ABSTRACT
There is a great need for effective treatments and prevention therapies that can provide symptomatic and
disease modifying benefits for those at risk for Alzheimer’s disease. The proposed multi-site collaborative
project brings together research teams at the University of Florida (UF) and University of Arizona (UA) to test a
novel, relatively low cost, low risk, and potentially high impact therapeutic intervention in older adults who are
at increased risk for Alzheimer’s disease. The intervention involves transcranial and intranasal delivery of near
infrared (NIR) light via light emitting diodes, aka photobiomodulation. Prior research in cellular and animal
models suggest that red and infrared light are neuroprotective and thought to improve mitochondrial function
by promoting increased production of intracellular ATP. Transgenic mouse models of Alzheimer’s disease
demonstrate reduced beta-amyloid and neurofibrillary tangles in response to transcranial NIR versus sham
stimulation. Preliminary human studies have also shown promising behavioral findings in young adults and
those with TBI, aphasia, and Alzheimer’s disease. From our team, pilot phosphorous magnetic resonance
spectroscopy (31P MRS) and cognitive data in older adults support this mechanism of action and provide
compelling evidence for a Phase II clinical trial. To more fully determine whether this novel stimulation
approach has potential for enhancing cognition in cognitively normal but “at risk” individuals for Alzheimer’s
disease, we plan to conduct a multi-site double blinded randomized sham-controlled Phase II clinical trial. Our
overall hypothesis is that exposure to NIR stimulation will have beneficial effects on brain health via influence
on mitochondrial function as measured by changes in 31P MRS-based markers of ATP, neural network
changes in functional connectivity (rs-fMRI), and improved cognitive performance.

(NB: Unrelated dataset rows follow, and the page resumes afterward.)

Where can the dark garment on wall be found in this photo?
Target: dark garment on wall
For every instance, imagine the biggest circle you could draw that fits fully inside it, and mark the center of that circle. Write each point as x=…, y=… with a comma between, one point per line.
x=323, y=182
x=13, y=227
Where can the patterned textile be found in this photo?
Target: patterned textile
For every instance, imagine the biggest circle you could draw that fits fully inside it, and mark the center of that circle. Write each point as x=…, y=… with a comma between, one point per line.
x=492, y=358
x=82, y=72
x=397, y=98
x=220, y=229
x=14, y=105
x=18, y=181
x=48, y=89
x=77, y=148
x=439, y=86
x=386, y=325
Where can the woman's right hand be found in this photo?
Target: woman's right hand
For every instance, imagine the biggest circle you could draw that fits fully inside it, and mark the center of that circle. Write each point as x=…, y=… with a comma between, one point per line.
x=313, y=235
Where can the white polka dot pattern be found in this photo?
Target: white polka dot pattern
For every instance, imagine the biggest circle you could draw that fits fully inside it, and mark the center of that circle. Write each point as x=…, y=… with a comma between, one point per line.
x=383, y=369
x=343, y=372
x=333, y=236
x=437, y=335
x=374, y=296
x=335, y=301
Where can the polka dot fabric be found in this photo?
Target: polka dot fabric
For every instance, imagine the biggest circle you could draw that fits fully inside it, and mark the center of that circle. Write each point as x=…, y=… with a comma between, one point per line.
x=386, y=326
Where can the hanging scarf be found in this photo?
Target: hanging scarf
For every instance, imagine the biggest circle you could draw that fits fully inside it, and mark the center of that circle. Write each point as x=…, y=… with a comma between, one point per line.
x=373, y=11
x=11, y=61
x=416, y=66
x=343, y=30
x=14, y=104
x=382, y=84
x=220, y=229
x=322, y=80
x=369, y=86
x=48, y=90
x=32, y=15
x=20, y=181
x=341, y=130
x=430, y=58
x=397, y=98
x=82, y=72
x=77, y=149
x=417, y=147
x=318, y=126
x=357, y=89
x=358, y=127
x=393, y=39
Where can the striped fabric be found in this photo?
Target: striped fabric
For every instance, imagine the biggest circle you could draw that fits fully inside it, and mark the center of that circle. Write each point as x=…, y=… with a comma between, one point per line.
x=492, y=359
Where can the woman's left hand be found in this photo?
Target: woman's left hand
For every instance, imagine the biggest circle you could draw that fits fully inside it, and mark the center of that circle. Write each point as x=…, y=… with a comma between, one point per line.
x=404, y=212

To test this hypothesis, we
plan to randomize 168 older adults with subjective cognitive complaints, and a first-degree family history of
Alzheimer’s disease to sham or real treatment groups and evaluate neuroimaging and cognitive outcome
measures, before and after a 12-week intervention involving transcranial and intranasal NIR-PBM. The
protocol will involve “lab” and “home” sessions, and a 3 month post-intervention follow-up. This trial will
determine: 1) whether NIR stimulation, relative to sham, improves performance on memory and executive
tasks sensitive to hippocampal and frontal brain function in older adults with increased risk for Alzheimer’s
disease; 2) whether NIR stimulation, relative to sham, enhances brain function and connectivity measured by
changes in MRS phosphorous ATP and resting state functional connectivity; and 3) how differences in
demographic, neuroimaging, and Alzheimer-related risk factors influence the brain response to NIR stimulation
versus sham in older adults with increased risk for Alzheimer’s disease. Results will provide key insights into
whether this novel NIR intervention can enhance cognition in older adults with increased risk for Alzheimer’s
disease and will provide the necessary data for a future Phase III randomized clinical trial.